Obama was the first African-American president of the Harvard Law Review. Lincoln, too, went into the law, at a time when the sons of backwoods, backwards Kentucky farmers were not seen as top-notch legal material. Both men lived and worked close to the people they served, held low-level political offices, and worked with clients from the very richest to the very poorest.

Lincoln and Obama also share deep, resonant, feisty political voices. Contemporaries often spoke of the effect Lincoln's slow, rolling voice could have on a crowd. Obama's raspy baritone, which conveys a hint of his Kenyan ancestry, is his best political instrument.

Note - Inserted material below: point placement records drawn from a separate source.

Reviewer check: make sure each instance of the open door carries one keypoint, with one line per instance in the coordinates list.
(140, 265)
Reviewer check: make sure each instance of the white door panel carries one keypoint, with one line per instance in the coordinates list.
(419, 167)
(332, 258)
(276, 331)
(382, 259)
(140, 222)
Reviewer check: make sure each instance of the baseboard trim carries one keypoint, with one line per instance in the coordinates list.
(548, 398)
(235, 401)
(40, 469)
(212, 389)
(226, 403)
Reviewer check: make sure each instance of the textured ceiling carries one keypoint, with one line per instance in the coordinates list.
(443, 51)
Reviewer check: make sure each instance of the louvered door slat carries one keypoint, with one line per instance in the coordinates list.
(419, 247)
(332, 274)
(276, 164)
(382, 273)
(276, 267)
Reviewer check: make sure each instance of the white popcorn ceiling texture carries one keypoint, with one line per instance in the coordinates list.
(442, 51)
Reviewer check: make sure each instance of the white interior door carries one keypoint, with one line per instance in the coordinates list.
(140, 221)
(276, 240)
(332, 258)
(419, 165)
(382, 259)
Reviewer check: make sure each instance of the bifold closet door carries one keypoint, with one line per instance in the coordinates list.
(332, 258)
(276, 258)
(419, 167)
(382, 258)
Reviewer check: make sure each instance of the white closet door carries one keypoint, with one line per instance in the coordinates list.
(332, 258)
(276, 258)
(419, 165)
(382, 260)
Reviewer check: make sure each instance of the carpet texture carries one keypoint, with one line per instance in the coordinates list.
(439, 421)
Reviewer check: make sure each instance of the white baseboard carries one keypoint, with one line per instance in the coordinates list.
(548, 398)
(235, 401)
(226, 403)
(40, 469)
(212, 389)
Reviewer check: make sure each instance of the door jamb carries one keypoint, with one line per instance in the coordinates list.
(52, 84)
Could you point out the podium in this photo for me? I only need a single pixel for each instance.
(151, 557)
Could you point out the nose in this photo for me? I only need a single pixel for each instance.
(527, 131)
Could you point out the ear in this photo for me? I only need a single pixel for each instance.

As the epigraphs show, both men hated war and weren't afraid to risk their political lives to stand against the current and oppose wars of choice. (In the medium term, California could have been purchased from Mexico.) Lincoln, though, raised an army to suppress Southern secession and led the country through the trials of the Civil War. Obama correctly advocates a phased withdrawal from Iraq, but he would be just as steady in the midst of crisis.

We need a president who reminds us of our better angels. Barack Obama is that man.